Jeremy D. Shakun, Lee B. Corbett, Paul R. Bierman, Kristen Underwood, Donna M. Rizzo, Susan R. Zimmerman, Mark W. Caffee, Tim Naish, Nicholas R. Golledge, & Carling C. Hay

The problem: There has been debate among scientists if the East Antarctic Ice Sheet melted substantially during the Pliocene (~5.3-2.6 million years ago) and Miocene (23-5.3 million years ago) when the amount of carbon dioxide in the atmosphere was higher (and thus the global average temperatures were much warmer). Some scientists think that as the Earth was warmer during this time, the ice melted back substantially, thus exposing some land surface on East Antarctica. Other scientists think this is not possible based on other lines of evidence. This study set out to investigate whether or not the ice sheet melted back and exposed land by measuring the amount of cosmogenic nuclides, Beryllium 10 and Aluminum 26 (written as 10Be and 26Al). Both 10Be and 26Al occur in rocks that have been exposed to the sun (to read more about cosmogenic nuclides, click here).

A figure from the Shakun et al. paper. Panel A represents a map of Antarctica, with the Transantarctic Mountains represented as triangles. The location of the core used in the study is denoted by a black star. Panel B is a zoomed-in area of East Antarctica (the box in Panel A) showing the directions that ice flows from the continent. Panel C shows what East Antarctica would look like if the ice melted back enough for the location of the drill core to be exposed to sunlight.

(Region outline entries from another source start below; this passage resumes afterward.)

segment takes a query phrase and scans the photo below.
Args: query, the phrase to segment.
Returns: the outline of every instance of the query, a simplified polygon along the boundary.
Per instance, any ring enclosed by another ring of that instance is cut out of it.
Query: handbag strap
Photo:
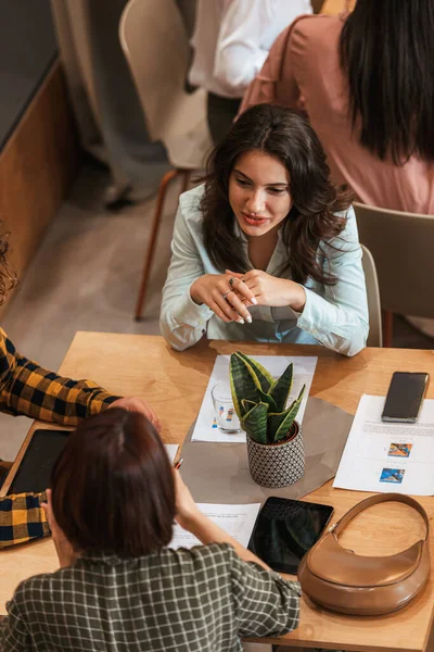
[[[334,526],[332,526],[329,531],[332,532],[334,537],[336,537],[344,529],[344,527],[348,525],[348,523],[353,521],[353,518],[357,516],[357,514],[360,514],[360,512],[362,512],[363,510],[367,510],[368,507],[376,505],[381,502],[392,501],[403,502],[406,505],[409,505],[410,507],[413,507],[413,510],[419,512],[426,526],[426,535],[424,539],[426,541],[430,534],[430,522],[426,512],[417,500],[410,498],[409,496],[405,496],[404,493],[376,493],[375,496],[366,498],[365,500],[357,503],[357,505],[354,505],[354,507],[350,509],[346,514],[344,514],[344,516],[342,516],[342,518],[340,518],[340,521],[337,521],[337,523]]]

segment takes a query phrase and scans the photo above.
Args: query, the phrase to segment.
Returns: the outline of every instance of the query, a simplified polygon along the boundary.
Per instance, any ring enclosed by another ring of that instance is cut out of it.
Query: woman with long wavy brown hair
[[[350,197],[295,111],[246,111],[181,196],[161,328],[178,350],[210,339],[322,343],[346,355],[368,336]]]

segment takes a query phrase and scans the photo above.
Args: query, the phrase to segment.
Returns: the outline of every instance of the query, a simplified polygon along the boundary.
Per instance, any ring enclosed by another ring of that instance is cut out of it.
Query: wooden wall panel
[[[56,60],[0,153],[0,220],[20,278],[76,177],[79,151]]]

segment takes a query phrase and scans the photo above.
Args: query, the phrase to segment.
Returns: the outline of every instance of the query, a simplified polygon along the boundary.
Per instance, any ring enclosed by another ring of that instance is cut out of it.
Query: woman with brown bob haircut
[[[195,505],[141,414],[111,409],[75,430],[46,506],[60,570],[22,582],[5,652],[221,652],[298,624],[283,580]],[[174,518],[202,546],[168,548]]]
[[[330,180],[304,116],[261,104],[210,153],[184,192],[161,329],[178,350],[209,339],[322,343],[345,355],[368,336],[350,197]]]

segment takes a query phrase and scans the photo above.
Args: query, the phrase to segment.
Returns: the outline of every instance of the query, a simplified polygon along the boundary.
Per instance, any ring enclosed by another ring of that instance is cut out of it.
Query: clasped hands
[[[204,274],[192,284],[190,296],[195,303],[205,303],[222,322],[238,324],[252,323],[247,310],[252,305],[290,305],[302,312],[306,303],[303,286],[261,269]]]

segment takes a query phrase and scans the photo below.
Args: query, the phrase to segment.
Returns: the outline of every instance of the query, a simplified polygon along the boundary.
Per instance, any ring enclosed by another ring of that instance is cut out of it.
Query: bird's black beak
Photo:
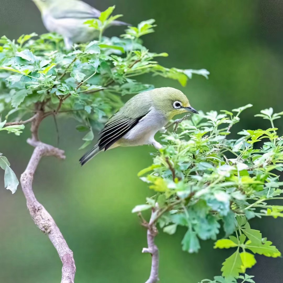
[[[190,111],[191,112],[192,112],[193,113],[195,113],[196,114],[199,114],[196,109],[194,109],[191,106],[189,106],[189,107],[185,107],[185,108],[186,110],[187,110],[188,111]]]

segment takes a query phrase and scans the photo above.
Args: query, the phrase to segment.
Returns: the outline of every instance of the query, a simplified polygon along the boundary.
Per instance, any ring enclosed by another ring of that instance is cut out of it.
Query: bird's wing
[[[99,150],[108,149],[134,127],[147,114],[135,118],[122,117],[115,115],[112,116],[100,132],[98,143]]]
[[[55,19],[91,19],[98,18],[100,13],[88,4],[78,0],[66,1],[66,5],[61,8],[58,8],[57,5],[54,5],[51,8],[50,12]]]

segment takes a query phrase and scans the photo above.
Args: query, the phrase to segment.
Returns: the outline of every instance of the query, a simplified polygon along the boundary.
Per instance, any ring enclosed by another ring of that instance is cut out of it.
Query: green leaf
[[[227,215],[223,217],[223,228],[225,231],[225,237],[231,235],[236,229],[235,217],[235,214],[231,210],[229,211]]]
[[[215,242],[213,248],[229,248],[238,246],[238,245],[229,239],[222,239]]]
[[[177,226],[177,224],[169,225],[163,228],[163,231],[169,235],[173,235],[175,233]]]
[[[29,50],[23,50],[20,52],[16,52],[16,55],[31,63],[34,63],[35,62],[35,58],[33,54]]]
[[[83,149],[87,147],[91,143],[92,141],[87,141],[85,142],[79,149],[79,150]]]
[[[24,89],[17,91],[12,97],[11,104],[15,108],[17,108],[27,96],[29,92]]]
[[[262,237],[260,231],[253,229],[243,229],[242,230],[245,234],[254,244],[259,245],[261,244]]]
[[[182,241],[182,249],[190,253],[197,252],[200,248],[200,242],[195,232],[189,229],[188,230]]]
[[[245,273],[246,272],[246,269],[247,268],[251,268],[256,263],[256,261],[254,258],[254,256],[249,252],[241,252],[240,254],[240,256],[241,257],[243,265],[241,266],[242,272]]]
[[[78,70],[75,70],[71,73],[71,76],[73,78],[74,80],[77,82],[80,83],[83,81],[85,76],[85,74],[82,73]]]
[[[150,208],[151,208],[152,207],[149,204],[141,204],[138,205],[136,205],[132,211],[132,213],[135,213],[136,212],[140,212],[144,210],[147,210]]]
[[[38,72],[46,75],[49,71],[54,68],[56,64],[55,63],[52,63],[49,66],[44,68],[42,71],[39,71]]]
[[[272,243],[266,241],[264,244],[255,244],[250,241],[247,242],[245,245],[246,248],[250,250],[255,254],[263,254],[265,256],[277,258],[281,256],[281,253],[275,246],[271,246]]]
[[[85,47],[85,52],[87,54],[99,54],[100,49],[97,41],[91,41]]]
[[[222,265],[223,266],[221,269],[222,276],[225,277],[230,276],[237,277],[239,273],[242,272],[243,265],[239,250],[226,258]]]
[[[243,112],[244,110],[251,107],[252,107],[252,104],[247,104],[246,105],[245,105],[245,106],[242,106],[236,109],[233,109],[232,111],[233,112],[238,112],[239,113]]]
[[[89,128],[83,125],[80,125],[76,127],[76,129],[79,132],[87,132],[89,130]]]
[[[273,216],[275,218],[278,217],[283,217],[283,213],[280,212],[283,211],[283,206],[281,205],[271,205],[272,209],[268,208],[266,210],[266,215]]]
[[[85,110],[89,114],[91,112],[91,107],[89,105],[86,105],[85,106]]]
[[[19,71],[18,70],[16,70],[10,67],[0,67],[0,70],[1,69],[6,70],[7,71],[10,71],[11,72],[15,72],[16,73],[18,73],[19,74],[24,74],[23,73]]]
[[[100,48],[107,48],[109,49],[116,49],[119,50],[122,53],[125,53],[125,50],[123,47],[121,46],[117,46],[116,45],[108,45],[107,44],[100,44],[98,46]]]
[[[155,164],[153,164],[146,168],[145,168],[138,173],[138,177],[141,177],[143,175],[144,175],[146,173],[147,173],[150,171],[152,171],[155,168],[158,168],[160,167],[160,165]]]
[[[89,60],[89,64],[94,67],[96,70],[99,65],[99,60],[98,59],[95,59],[94,60],[91,59]]]
[[[35,33],[32,33],[29,35],[23,35],[19,38],[17,41],[20,44],[22,44],[26,41],[27,41],[29,39],[30,39],[32,37],[37,36],[38,35]]]
[[[109,7],[104,12],[101,12],[100,16],[98,18],[102,23],[109,18],[115,9],[115,5],[114,5],[114,6]]]
[[[92,129],[83,138],[83,140],[86,141],[91,141],[93,140],[94,138],[94,135],[92,131]]]
[[[7,190],[10,190],[12,194],[14,194],[17,190],[19,181],[16,174],[10,167],[10,164],[7,158],[4,156],[0,156],[0,167],[5,170],[4,181],[5,187]]]

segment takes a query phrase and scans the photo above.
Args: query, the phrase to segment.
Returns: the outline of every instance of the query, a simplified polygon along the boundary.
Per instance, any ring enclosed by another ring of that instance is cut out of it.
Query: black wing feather
[[[113,122],[114,126],[113,127],[111,127],[112,123],[111,121],[110,121],[101,132],[98,143],[99,149],[102,150],[104,149],[104,150],[107,150],[134,127],[141,119],[146,115],[136,119],[122,119],[121,123],[116,123],[117,120],[114,120]]]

Methods: First, the researchers of the study needed to obtain rocks and sediment that was underneath East Antarctica. Lucky for them, there was already drilled cores from this area! In 2006-2007, a team of scientists went to Antarctica for the purpose of recovering sediment cores from beneath the East Antarctic Ice Sheet. The team ended up with two cores that were more than 1,200 meters (0.75 miles) in length. The project was called ANDRILL, and you can read more about it here. The cores are stored in a special facility, and any scientist that wants material (rocks and sediment) from the cores can request it.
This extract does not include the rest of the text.